Western Daily Press

Schools facing £90m black hole in budget

- AMANDA CAMERON Local Democracy Reporter

BRISTOL schools have been told to expect a £90 million black hole in their budget in four years’ time unless the council can turn the tide on rapidly haemorrhag­ing funds.

The local authority maintains 69 schools and received £403 million from the Government to run them in 2021/22.

But spending in Bristol continues to outstrip funding at an ever increasing pace, a problem it shares with many other councils around the country facing ballooning school budget deficits.

The hole in the budget for schools in Bristol is predicted to reach £89 million by 2025/26, school leaders heard this week.

But the council hopes it will be able to halve that figure with plans it has to manage the deficit and transform the way schools in the city educate children with special educationa­l needs, members of the Bristol Schools Forum were told.

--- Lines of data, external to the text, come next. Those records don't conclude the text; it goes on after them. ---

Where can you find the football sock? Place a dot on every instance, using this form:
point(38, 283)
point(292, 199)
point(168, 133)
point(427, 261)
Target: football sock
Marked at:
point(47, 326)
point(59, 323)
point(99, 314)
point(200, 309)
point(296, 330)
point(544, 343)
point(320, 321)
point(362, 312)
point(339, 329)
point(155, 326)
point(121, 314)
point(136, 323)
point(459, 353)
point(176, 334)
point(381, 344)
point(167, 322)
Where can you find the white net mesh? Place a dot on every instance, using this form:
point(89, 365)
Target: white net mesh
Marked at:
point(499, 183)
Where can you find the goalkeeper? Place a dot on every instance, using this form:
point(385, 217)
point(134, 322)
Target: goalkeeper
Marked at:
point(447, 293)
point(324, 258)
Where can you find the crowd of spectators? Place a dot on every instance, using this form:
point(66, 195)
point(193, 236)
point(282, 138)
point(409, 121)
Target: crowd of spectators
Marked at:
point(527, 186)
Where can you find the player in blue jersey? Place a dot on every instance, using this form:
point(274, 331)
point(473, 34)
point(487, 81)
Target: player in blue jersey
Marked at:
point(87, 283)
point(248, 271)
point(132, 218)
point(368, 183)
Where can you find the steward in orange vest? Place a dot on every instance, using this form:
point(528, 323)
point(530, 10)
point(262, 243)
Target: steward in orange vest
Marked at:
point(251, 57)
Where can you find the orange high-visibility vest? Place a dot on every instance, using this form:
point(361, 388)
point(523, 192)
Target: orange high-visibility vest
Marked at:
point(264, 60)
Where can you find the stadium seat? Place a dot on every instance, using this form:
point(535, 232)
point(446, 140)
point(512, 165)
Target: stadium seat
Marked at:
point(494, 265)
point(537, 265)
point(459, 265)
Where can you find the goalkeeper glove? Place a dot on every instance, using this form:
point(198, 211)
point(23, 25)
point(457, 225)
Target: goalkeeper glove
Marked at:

Abioye Asimolowo, an accountant for the council, said: “We believe that we can achieve some reduction in terms of that deficit forecast of roughly about £40 million, and that will bring down the deficit to about £45 million by 2025/26.”

The Government expects the council to submit its plan to “turn the [spending] curve” by the end of next year, after council finance director Denise Murray wrote to the Department of Education about what she called the “worrying” state of Bristol’s schools budget in September.

Much of the predicted deficit is due to spending to meet a growing demand for statutory services for children with special educationa­l needs and disabiliti­es (SEND).

So the plan to reduce the deficit relies heavily on the success of the council’s three-year, £6.1million Education Transforma­tion Programme, launched in March of last year, which includes work required by Ofsted and the Care Quality Commission to improve SEND services.

The programme made “good” progress last year, starting a project to create 190 extra special school places by September 2022 and continuing work to improve the statutory process around education, health and care plans (EHCPs) for SEND children, the schools forum heard in September.

In the next phase of the programme, the council plans to make funding available for schools to test ways to provide early support and interventi­on for children with SEND, with the overarchin­g aim of eventually making all of the city’s schools more effective for children with special education needs, the forum heard this week.

Meanwhile, a growing number of children in Bristol are being identified as having SEND and the council is struggling to deal with a growing backlog of requests for EHCPs.

The latest figures from Open Data Bristol show 592 families were waiting for an EHCP as at October 1, of which more than half (324) had been waiting for longer than the statutory 20-week period.

Bristol’s newly appointed cabinet member for education, Labour councillor Asher Craig, pictured, said the Conservati­ve government needed to properly fund services for children with special educationa­l needs.

But Ms Murray said the council had to take responsibi­lity for its local deficit and “drive forward” with its plan to reduce it.

“We recognise that there is a need for additional funding in the system but the legacy deficit is a local issue and we need to own that,” she said.